B) **LLM Search & Reasoning:** (Best for knowledge-intensive tasks, nuanced text understanding, creative generation; adaptable but can be less precise)
- Ideal for:
- Information retrieval from the web when the answer isn't a simple fact but requires synthesizing information from multiple sources (e.g., "What are the current trends in AI research?")
- Complex text analysis (e.g., sentiment analysis, summarization, topic extraction)
- Creative content generation (e.g., writing blog posts, generating marketing copy)
- Answering questions requiring reasoning and inference (e.g., "What are the potential implications of this new technology?")
- Examples: Researching a topic, summarizing a document, translating text, writing a creative story.
- NOT Suitable: Tasks requiring precise calculations, structured data manipulation, or reliable interaction with specific applications.
C) **Computer Use Agent:** (Best for interactive tasks involving websites, applications with visual interfaces, or when direct manipulation is needed; can be slow & less reliable)
- Ideal for:
- Interacting with websites (e.g., filling out forms, clicking buttons, scraping data that requires dynamic interaction)
- Automating tasks within desktop applications
- Tasks requiring continuous visual feedback or responding to changes in a UI
- Situations where the information source is only accessible through interactive steps.
- Examples: Booking a flight, filling out an online application, monitoring a website for changes.
- NOT Suitable: Tasks that can be solved directly with information retrieval or deterministic code, or that don't involve interactive systems.
- Select this by default if the task is complex but we have exceeded the maximum depth.
**Decision Process (Choose ONE of A, B, C, or D based on which best fits the task after considering the above guidelines).**
Provide your reasoning for selecting the best approach, describing the pros and cons of each option. Then, output only the selected option letter.
Format your response as follows:
Reasoning: [Your detailed reasoning here, explaining WHY you chose the selected tool and why the others are less suitable]
Action: [Selected option letter]
Only output the reasoning and selected option letter as described above."""
)
chat_prompt = ChatPromptTemplate.from_messages([human_message])

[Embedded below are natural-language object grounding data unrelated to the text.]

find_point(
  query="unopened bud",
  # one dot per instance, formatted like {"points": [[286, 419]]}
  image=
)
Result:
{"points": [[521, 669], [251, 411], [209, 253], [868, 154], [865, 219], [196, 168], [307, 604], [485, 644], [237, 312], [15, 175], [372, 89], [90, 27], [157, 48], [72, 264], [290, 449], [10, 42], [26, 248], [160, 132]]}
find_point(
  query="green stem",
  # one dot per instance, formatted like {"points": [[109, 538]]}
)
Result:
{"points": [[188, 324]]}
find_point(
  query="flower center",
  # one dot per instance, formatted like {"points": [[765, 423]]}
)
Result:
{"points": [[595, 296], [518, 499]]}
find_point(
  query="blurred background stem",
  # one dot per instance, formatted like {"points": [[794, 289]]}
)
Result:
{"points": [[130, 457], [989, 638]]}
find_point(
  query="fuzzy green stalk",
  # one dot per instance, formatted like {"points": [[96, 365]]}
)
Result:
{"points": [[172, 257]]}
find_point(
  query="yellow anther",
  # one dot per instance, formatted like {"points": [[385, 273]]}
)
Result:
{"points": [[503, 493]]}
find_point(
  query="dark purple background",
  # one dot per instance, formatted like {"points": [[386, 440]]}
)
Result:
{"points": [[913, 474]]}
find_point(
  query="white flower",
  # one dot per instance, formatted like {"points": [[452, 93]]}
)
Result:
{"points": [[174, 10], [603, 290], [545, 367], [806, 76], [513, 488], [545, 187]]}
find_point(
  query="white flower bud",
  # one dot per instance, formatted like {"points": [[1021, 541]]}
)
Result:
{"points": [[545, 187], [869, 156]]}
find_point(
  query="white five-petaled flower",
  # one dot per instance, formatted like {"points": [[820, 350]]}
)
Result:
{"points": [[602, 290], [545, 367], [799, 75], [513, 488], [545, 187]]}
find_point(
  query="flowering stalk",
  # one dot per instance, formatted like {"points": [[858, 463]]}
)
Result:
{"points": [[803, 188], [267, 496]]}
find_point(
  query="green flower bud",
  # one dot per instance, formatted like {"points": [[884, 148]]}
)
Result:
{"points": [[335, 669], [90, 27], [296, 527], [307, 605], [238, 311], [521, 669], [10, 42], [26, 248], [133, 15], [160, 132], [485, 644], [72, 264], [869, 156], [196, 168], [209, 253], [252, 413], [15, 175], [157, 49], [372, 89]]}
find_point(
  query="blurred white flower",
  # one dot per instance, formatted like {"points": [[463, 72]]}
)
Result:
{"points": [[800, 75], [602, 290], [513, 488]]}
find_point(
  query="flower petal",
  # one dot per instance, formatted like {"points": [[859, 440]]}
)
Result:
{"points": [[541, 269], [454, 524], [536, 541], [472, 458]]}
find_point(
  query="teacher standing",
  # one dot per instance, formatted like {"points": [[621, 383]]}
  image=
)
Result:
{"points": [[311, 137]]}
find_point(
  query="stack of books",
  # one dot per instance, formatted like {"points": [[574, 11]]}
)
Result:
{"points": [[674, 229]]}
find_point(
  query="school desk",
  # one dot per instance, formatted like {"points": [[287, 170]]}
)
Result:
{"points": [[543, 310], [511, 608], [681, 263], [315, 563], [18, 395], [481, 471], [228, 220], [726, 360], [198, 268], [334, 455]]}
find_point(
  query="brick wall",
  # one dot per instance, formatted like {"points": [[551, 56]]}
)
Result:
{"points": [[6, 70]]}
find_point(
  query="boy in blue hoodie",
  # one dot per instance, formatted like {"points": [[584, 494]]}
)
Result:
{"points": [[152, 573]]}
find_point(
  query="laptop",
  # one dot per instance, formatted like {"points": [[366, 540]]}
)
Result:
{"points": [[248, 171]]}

for attempt in range(MAX_RETRIES): #Add retry loop
try:
response = await chat_model.ainvoke(chat_prompt.format_messages())
response_content = response.content
reasoning, action = response_content.split("Action:", 1)
selected_tool = action.strip()
print(f"Subtask {subtask['task_id']} - Selected tool: {selected_tool}")
print(f"Reasoning: {reasoning.strip()}")
if selected_tool in ['A', 'B', 'C', 'D']:
return selected_tool
else:
print(f"Invalid tool selection for subtask {subtask['task_id']}")
return None
except ValueError as e:
print(f"Attempt {attempt + 1} failed: {e}")
if attempt == MAX_RETRIES - 1: #If max retries reached, print to log and return None
print(f"Error in selecting tool after {MAX_RETRIES} attempts.")
return None
async def a_generate_code(task_description: str, input_schema: Dict, output_schema: Dict) -> str: #New function
"""Generates Python code for a given task, considering input and output schemas."""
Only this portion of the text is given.